Le sombre Pluton sur la terre Était monté furtivement. De quelque Nymphe solitaire Il méditait l'enlèvement.

De loin le suivait son épouse : Son indifférence est jalouse. Sa main encor cueillait la fleur Qui jadis causa son malheur :

Il renaissait dans sa pensée. Myrtis passe : il voit ses attraits, Et la couronne de cyprès A ses cheveux entrelacée.

Il se prosterne ; d'une main Elle fait un signe ; et soudain Remonte sur son char d'ébène. Près d'elle est assis le berger.

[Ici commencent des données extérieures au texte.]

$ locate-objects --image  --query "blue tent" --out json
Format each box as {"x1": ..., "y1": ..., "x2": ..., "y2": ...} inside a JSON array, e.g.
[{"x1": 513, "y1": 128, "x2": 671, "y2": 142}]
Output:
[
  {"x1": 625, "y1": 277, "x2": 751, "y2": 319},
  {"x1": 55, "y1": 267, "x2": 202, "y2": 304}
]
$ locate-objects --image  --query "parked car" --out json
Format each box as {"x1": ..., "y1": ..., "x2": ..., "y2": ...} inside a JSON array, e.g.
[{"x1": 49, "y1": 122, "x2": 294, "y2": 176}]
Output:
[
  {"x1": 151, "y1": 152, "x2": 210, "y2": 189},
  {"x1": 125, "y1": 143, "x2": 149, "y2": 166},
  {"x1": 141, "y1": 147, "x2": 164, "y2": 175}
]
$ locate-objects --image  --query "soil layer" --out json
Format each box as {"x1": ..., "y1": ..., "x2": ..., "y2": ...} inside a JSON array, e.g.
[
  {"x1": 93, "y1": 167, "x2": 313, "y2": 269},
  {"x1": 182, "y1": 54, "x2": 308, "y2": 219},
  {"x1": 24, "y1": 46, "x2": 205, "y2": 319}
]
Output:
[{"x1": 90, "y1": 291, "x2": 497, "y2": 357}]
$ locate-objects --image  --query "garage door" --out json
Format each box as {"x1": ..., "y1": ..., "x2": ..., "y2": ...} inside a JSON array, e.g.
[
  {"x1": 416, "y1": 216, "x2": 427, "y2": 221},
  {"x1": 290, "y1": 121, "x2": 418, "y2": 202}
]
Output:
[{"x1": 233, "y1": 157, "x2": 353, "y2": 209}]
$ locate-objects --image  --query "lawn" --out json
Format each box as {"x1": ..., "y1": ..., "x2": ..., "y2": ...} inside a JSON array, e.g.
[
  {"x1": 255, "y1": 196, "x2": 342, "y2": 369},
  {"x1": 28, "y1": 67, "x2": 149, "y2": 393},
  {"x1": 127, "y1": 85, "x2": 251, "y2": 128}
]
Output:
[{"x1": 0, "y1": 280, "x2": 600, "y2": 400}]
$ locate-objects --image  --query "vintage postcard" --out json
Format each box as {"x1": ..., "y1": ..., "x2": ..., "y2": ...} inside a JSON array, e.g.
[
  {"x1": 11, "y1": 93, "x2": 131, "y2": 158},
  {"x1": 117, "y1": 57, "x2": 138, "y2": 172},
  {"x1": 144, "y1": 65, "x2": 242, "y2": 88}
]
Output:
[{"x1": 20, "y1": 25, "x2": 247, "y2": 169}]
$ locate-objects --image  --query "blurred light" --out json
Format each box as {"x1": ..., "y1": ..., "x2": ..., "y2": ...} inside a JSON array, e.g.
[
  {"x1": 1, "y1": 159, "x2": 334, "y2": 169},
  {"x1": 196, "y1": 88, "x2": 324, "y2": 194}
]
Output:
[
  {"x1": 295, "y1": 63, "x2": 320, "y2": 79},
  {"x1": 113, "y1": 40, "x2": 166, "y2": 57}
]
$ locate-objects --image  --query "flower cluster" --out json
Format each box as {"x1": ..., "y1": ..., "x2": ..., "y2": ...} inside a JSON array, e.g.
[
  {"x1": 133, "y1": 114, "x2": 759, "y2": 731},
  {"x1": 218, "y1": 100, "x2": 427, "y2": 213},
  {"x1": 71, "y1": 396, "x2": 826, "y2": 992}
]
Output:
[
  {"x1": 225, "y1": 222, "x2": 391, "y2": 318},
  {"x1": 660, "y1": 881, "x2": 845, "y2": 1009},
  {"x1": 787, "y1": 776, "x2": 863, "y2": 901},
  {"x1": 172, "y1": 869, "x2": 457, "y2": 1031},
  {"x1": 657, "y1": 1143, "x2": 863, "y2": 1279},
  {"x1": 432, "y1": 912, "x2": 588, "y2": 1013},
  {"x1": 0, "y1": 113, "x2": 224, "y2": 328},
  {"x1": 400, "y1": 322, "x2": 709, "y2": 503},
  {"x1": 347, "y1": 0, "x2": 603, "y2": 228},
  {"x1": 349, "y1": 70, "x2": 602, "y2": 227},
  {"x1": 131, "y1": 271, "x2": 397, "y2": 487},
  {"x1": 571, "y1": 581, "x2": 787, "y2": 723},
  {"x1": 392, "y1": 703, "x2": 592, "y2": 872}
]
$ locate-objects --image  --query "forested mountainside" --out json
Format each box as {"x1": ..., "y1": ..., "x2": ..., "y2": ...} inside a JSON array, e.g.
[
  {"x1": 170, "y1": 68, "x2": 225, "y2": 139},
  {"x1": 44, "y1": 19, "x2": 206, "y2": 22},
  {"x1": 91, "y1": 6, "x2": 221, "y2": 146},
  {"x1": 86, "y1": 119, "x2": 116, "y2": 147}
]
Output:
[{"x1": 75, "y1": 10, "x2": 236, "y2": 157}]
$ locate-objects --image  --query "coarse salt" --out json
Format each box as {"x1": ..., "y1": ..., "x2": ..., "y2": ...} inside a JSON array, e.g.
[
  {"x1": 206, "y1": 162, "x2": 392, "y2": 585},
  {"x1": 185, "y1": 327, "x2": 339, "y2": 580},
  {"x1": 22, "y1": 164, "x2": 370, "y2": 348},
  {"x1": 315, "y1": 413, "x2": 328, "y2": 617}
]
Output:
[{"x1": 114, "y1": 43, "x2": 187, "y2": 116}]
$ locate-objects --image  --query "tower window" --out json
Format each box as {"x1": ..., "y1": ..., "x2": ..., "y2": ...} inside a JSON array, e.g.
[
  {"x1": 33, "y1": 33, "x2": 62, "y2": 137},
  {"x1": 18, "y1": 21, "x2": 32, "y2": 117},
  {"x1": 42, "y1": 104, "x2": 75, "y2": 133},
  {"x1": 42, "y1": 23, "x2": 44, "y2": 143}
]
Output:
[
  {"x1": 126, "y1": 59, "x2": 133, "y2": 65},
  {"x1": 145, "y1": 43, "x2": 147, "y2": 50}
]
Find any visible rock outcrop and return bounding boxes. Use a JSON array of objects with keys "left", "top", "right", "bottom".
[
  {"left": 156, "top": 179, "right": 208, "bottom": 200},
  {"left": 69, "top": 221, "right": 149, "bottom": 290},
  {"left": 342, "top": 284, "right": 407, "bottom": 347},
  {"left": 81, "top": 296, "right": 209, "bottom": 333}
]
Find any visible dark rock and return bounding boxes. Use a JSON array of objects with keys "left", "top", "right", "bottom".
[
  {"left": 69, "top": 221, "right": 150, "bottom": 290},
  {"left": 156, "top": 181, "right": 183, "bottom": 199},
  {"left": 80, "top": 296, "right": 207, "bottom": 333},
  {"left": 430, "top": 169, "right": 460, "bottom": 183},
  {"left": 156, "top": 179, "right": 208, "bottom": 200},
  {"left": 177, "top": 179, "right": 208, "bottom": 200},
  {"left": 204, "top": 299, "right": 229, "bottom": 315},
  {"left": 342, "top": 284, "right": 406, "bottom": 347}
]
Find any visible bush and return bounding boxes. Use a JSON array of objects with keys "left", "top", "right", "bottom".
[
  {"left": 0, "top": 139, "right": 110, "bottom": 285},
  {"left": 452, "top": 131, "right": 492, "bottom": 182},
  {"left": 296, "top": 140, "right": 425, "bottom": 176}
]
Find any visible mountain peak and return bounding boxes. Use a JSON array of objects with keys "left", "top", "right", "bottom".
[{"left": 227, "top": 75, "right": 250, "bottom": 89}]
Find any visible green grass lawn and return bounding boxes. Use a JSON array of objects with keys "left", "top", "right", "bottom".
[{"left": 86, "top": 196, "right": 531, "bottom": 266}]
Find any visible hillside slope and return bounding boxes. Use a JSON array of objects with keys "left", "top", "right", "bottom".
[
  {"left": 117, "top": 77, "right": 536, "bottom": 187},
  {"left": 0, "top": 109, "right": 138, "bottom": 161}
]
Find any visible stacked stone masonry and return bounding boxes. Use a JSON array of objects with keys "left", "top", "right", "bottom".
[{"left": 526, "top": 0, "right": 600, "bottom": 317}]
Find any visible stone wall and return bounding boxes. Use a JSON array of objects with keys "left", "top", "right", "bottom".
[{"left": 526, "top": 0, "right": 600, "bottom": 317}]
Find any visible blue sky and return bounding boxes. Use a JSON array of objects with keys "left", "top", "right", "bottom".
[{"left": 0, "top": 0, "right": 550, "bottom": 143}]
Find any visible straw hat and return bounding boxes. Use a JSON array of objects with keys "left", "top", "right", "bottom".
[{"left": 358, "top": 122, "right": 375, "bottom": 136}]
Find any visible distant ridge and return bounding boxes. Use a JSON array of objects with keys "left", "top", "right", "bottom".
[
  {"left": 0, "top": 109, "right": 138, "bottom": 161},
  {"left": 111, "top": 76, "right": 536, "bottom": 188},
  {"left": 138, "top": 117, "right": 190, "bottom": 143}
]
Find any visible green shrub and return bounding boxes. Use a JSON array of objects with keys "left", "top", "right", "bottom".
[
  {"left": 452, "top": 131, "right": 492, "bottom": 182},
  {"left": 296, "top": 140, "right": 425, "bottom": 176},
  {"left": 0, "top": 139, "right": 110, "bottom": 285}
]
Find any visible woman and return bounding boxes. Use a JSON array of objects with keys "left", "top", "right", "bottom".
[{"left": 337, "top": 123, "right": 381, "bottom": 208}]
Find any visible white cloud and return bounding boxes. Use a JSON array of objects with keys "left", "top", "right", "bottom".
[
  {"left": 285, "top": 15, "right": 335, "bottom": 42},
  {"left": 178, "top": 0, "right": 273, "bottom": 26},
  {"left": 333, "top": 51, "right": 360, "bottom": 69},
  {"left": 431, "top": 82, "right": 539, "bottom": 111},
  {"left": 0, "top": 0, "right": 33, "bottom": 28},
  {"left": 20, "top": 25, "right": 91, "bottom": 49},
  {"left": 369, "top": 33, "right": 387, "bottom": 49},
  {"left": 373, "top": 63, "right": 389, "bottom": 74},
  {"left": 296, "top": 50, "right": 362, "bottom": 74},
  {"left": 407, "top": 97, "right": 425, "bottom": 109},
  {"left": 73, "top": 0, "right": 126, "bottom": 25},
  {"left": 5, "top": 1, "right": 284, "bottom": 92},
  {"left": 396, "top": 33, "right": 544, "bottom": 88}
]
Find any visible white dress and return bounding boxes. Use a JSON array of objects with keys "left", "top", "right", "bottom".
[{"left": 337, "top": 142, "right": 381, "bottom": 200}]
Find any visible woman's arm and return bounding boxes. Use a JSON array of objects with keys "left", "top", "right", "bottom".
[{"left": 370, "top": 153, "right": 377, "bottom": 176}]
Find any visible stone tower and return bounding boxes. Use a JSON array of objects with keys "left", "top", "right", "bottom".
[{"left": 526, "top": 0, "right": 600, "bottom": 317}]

Les coursiers noirs d'un saut léger Ont déjà traversé la plaine. Ils volent ; des sentiers déserts Les conduisent dans les enfers.

Du Slyx ils franchissent les ondes : Caron murmurait vainement ; Et Cerbère sans aboîment Ouvrait ses trois gueules profondes,

Le berger ne voit point Minos, Du Destin l'urne redoutable, D'Alecton le fouet implacable, Ni l'affreux ciseau d'Alropos.

Avec prudence Proserpine Le conduit dans un lieu secret, Où Pluton, admis à regret, Partage sa couche divine.

Myrtis baise ses blanches mains : La presse d'une voix émue, Et la déesse demi-nue Se penche sur de noirs coussins.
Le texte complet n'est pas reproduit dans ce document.